The Conservative leader of North Yorkshire County Council, John Weighell, said that “key front line services…would now be gravely affected” (Yorkshire Post July 2013). Similarly, the Conservative leader of the Local Government Association, Sir Merrick Cockell, said that Spending Review cuts will lead to the ending of services and to the existence of some Councils their current form.
So, is all this a threat or opportunity for the voluntary sector?
I particularly like the ideas in the LGA’s publication ‘A glass half full‘ which says that we need an asset based model for improving services and well being. This approach “values the capacity, skill, knowledge, connections and potential in a community”. It moves from seeing problems to be fixed to understanding citizens as co-producers or assets. In similar territory, the recent LGiU report ‘Connected Localism‘ has essays about better public services and more powerful communities. In one of these “Connecting communities: neighbourhood empowerment”, it isonly in the closing section that there is a mention of working in partnership with the VCS.
I am really encouraged by the new approaches being discussed-they start to embody principles of community development and empowerment that have been missing. But ‘co-this’ and ‘co-that’ assume that there are two parties to be joined together. However, community assets (networks, volunteers, connections) are not like ready meals: you can’t just take them off the shelf when you need them. They need creating, nurturing and supporting. Indeed, it was the failure to recognise and acknowledge this that was one of the nails in the coffin of the Big Society.
In many of these proposals there is much talk about why co-production or community engagement are important, what they might mean but too little about how you do it.
At a time when trust in public institutions is at an all time low, when relationships and networks have been fractured or destroyed by endless re-organisations there is an urgent need to address the sort of cultural and organisational changes that might begin to shape new (or rather newly discovered) ways to work with people and communities.
Things like improving the gender balance at the top of local and central government…and many of the bigger charities.
The voluntary and community sector, at its best, can help here because we are trusted and we have long experience of involving people and helping them to have a voice in organised ways. We are the connectors linking public bodies with the public and making co-production a reality.

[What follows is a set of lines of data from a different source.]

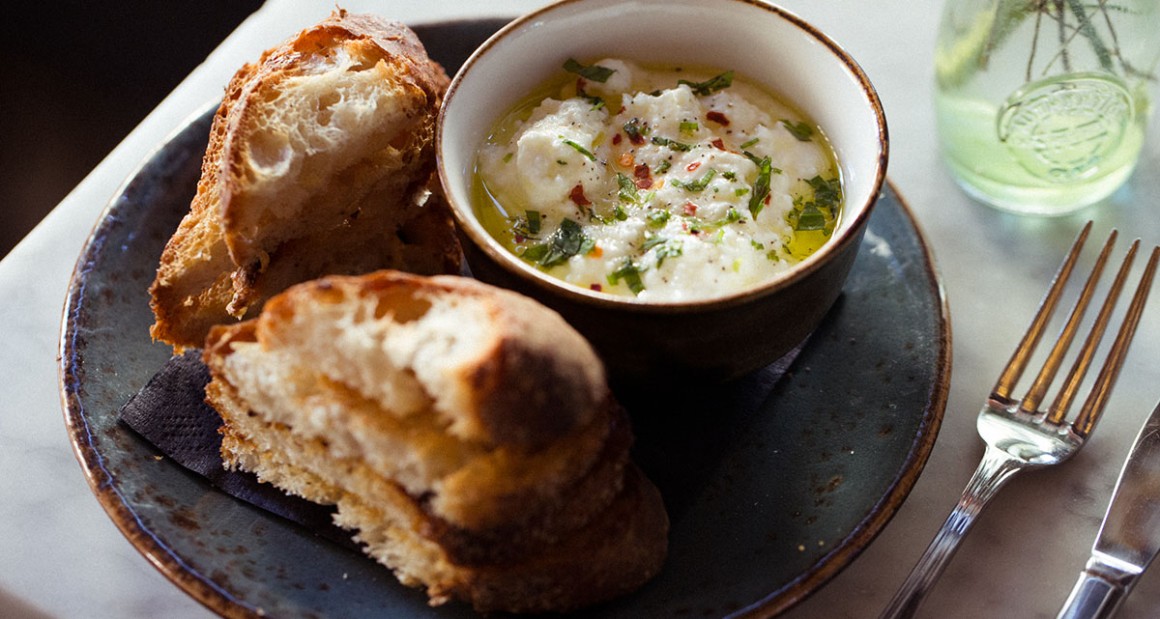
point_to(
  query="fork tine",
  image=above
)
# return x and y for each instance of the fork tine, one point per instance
(1026, 347)
(1084, 359)
(1034, 397)
(1085, 422)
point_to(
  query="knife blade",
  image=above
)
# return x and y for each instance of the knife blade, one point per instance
(1130, 534)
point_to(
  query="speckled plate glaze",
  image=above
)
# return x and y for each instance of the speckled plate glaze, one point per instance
(773, 488)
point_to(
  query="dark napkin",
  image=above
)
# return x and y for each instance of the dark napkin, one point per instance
(678, 436)
(172, 414)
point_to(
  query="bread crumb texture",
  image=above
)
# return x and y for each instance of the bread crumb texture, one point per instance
(465, 432)
(320, 161)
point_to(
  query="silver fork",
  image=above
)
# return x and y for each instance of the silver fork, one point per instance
(1017, 434)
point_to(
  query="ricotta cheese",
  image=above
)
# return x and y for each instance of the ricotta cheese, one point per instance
(666, 184)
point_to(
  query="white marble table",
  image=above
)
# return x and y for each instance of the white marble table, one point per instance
(62, 556)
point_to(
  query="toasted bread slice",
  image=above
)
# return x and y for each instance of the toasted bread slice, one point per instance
(466, 434)
(320, 161)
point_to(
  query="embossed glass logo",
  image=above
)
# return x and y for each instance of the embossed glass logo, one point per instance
(1060, 129)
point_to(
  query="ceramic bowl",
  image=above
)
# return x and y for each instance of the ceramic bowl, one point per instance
(711, 340)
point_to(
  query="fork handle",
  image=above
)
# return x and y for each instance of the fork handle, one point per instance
(994, 470)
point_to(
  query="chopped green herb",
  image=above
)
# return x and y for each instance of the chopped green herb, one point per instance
(568, 240)
(658, 218)
(588, 72)
(711, 85)
(579, 148)
(700, 184)
(631, 275)
(628, 188)
(799, 130)
(760, 187)
(672, 144)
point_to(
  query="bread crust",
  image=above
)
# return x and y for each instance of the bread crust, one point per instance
(548, 518)
(288, 195)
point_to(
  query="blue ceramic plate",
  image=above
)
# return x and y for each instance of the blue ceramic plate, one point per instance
(771, 487)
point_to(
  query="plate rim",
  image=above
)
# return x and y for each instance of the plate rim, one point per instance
(223, 603)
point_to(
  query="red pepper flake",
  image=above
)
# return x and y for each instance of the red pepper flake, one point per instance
(578, 196)
(643, 176)
(718, 117)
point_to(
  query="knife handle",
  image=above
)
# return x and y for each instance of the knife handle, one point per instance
(1097, 592)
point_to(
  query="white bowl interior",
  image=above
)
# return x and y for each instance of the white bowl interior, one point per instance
(761, 43)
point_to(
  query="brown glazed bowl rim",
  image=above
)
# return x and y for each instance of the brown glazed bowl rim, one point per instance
(854, 216)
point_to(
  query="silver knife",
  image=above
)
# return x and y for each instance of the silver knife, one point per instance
(1130, 534)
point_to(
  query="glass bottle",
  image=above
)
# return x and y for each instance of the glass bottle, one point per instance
(1042, 104)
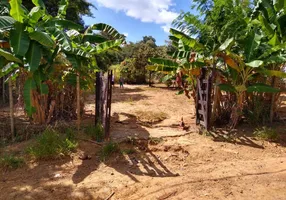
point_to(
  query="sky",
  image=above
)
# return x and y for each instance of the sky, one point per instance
(138, 18)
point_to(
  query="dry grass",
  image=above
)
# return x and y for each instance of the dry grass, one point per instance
(150, 116)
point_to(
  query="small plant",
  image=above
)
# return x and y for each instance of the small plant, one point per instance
(155, 141)
(128, 151)
(151, 117)
(266, 133)
(108, 149)
(11, 162)
(52, 144)
(95, 132)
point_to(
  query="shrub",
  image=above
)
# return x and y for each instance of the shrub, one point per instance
(95, 132)
(151, 117)
(128, 151)
(108, 149)
(265, 133)
(11, 162)
(52, 144)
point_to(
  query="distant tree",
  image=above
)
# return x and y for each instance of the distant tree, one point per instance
(75, 11)
(135, 58)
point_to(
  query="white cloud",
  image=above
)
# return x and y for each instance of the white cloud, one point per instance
(156, 11)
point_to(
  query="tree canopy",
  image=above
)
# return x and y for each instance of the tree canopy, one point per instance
(76, 9)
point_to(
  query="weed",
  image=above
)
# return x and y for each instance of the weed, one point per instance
(51, 144)
(11, 162)
(266, 133)
(108, 149)
(155, 141)
(151, 117)
(128, 151)
(95, 132)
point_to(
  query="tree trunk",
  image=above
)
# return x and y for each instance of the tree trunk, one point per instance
(3, 89)
(216, 111)
(150, 79)
(272, 101)
(11, 109)
(78, 100)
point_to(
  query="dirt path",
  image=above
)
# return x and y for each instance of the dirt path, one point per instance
(180, 166)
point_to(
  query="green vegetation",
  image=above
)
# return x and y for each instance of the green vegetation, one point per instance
(241, 45)
(266, 133)
(155, 141)
(95, 132)
(128, 151)
(11, 162)
(134, 58)
(150, 116)
(108, 149)
(51, 145)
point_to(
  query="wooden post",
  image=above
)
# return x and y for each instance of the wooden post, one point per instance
(78, 100)
(98, 102)
(11, 109)
(108, 105)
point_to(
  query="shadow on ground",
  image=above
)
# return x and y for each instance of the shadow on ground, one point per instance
(139, 162)
(128, 95)
(245, 136)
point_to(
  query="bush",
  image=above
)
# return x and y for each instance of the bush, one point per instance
(95, 132)
(151, 117)
(11, 162)
(265, 133)
(52, 144)
(108, 149)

Cultural change will affect us too. The changes outlined here have a strong local flavour, whatever the reality. But some of the larger charities seem to have lost their local connections and understanding. They could be powerful advocates for involvement and shaping services to meet needs, though this requires knowing what’s happening on the ground and what communities want.
I wonder about the local voluntary sector’s previous assumptions, for example, about staffing. Will there be many fewer contracts and, for most voluntary and community organisations, much more collaborative action with the local authority or health body on the basis of a shared and a jointly developed understanding of a community’s needs and resources? Perhaps local authorities will share some assets, provide small grants, and voluntary and community organisations add volunteers and some charitable resources?
Austerity will force this sort of re-think and maybe better practice should demand it.